Though the graphics aren't terrific, featuring some blocky designs, awkward spite masking and uninspired choice of colours, there's enough action to make Mercs fairly absorbing, and the two-player option is fun. But since I completed the first two levels in around two minutes, you might wonder how long the excitement will last.

Not bad game play ruined by poorly defined graphics. If you like your games to have a psychedelic haze this is for you.

Graphics: 59%
Sound: 64%
Playability: 64%
Lastability: 49%
Overall: 59%

Summary: Plenty of action but little graphic sophistication or originality in this slice of military mayhem.
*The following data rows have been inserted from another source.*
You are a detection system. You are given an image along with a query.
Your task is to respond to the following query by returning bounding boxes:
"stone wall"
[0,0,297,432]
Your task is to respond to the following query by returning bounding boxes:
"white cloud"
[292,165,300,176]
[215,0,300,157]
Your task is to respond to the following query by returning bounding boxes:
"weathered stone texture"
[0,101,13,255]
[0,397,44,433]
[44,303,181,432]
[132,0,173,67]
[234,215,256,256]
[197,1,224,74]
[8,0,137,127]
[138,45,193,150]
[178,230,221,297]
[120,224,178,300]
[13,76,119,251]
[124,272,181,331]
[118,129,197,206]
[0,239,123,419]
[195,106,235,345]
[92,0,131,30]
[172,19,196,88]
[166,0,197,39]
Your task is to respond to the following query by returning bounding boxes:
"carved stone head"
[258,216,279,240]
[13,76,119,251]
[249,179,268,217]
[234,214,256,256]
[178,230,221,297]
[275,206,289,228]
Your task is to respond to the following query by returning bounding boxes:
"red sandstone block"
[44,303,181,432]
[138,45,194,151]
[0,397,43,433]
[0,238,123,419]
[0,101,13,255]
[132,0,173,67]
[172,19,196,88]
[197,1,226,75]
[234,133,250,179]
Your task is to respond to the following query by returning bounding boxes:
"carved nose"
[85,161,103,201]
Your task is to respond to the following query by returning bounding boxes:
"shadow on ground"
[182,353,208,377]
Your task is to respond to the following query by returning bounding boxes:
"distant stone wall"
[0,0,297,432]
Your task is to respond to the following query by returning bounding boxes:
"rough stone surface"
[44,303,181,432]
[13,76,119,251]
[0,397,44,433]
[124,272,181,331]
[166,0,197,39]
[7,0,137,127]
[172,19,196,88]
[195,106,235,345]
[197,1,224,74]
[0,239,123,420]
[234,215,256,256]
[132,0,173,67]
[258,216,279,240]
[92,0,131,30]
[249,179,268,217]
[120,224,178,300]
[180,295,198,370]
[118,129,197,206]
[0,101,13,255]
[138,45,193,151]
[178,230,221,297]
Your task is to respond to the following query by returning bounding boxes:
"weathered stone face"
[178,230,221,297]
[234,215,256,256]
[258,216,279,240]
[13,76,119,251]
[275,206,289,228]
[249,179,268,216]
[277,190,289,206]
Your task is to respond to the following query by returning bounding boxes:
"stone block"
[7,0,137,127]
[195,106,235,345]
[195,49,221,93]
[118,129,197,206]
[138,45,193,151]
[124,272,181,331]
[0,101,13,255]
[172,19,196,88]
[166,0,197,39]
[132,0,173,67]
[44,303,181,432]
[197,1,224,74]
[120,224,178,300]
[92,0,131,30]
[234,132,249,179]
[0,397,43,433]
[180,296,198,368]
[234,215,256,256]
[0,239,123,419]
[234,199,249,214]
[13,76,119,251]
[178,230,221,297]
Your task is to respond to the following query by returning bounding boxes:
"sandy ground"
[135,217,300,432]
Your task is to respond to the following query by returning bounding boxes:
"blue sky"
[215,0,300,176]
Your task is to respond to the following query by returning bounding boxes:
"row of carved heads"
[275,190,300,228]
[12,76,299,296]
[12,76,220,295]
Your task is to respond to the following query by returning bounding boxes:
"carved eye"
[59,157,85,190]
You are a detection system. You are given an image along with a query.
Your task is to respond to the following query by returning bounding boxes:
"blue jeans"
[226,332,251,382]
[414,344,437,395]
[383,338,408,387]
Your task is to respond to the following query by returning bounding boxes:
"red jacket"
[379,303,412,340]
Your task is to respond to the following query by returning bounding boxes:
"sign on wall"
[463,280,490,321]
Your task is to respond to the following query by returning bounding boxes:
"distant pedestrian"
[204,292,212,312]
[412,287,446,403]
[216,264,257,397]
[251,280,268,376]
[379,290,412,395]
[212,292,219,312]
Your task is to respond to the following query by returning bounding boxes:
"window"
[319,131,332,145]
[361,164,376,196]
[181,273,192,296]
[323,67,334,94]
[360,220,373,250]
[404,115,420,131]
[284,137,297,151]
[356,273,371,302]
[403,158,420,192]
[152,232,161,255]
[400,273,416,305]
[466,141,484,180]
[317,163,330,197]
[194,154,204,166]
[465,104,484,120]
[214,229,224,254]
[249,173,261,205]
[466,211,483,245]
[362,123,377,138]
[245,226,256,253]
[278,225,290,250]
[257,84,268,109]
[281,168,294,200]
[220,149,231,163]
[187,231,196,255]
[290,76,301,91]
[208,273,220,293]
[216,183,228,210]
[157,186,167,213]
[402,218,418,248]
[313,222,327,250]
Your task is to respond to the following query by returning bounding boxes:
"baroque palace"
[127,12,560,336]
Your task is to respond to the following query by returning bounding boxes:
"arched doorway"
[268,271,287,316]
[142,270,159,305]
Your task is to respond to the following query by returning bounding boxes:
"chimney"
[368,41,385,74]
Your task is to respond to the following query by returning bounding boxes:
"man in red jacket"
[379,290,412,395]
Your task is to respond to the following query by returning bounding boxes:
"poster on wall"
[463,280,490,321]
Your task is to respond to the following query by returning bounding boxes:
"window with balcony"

Transcript by Chris Bourne

C&VG (Computer & Video Games) Issue 115, Jun 1991   page(s) 18,19,20

US Gold
Spectrum £10.99, Amiga £24.99

The unthinkable has happened - the President of the United Stales has been kidnapped! The fiendish guerillas have taken him to the the African country of Zutula and due to the delicacy of the situation (and the bad US relations with Zutula), no military action can be taken against the terrorist organisation. However, the Secretary of State has called in the MERCS - a two-man mercenary outfit with years of combat and espionage experience. Their task is to travel into the heart of the terrorists island hideout and rescue the President, whilst wiping out as much of the organisations military muscle as possible!

This involves one or two players battling Commando-style through eight levels of action, blasting ground soldiers, gun emplacements, tanks and aircraft as they go, whilst collecting more powerful weapons, power-ups, missiles (which cause widespread devastation, but are limited in number) and food. At the end of each level lies a large enemy attack vehicle, which will try to halt the mission in its tracks. When destroyed, the two mercenaries continue on their mission if they fail, the President is doomed.


MERCS is a fun coin-op to play, and is certainly addictive enough - playing brought back old memories of blasting away on Commando for hours on end. Tiertex, the team behind the Amiga conversion, certainly have to be commended upon this - the graphics are brilliant (if a tad small), but still retain the feel of the arcade, and move rapidly enough to keep the adrenalin-pumping pace intact. The gameplay is the main thing, however, and this has been captured perfectly haring around the screen, guns blazing, is certainly as much fun here as it is on the coin-op. MERCS is by no means easy, but with either one or two players, it's a real hoot. If Commando-style action is your bag, go forth to your local Softshop, and get this now!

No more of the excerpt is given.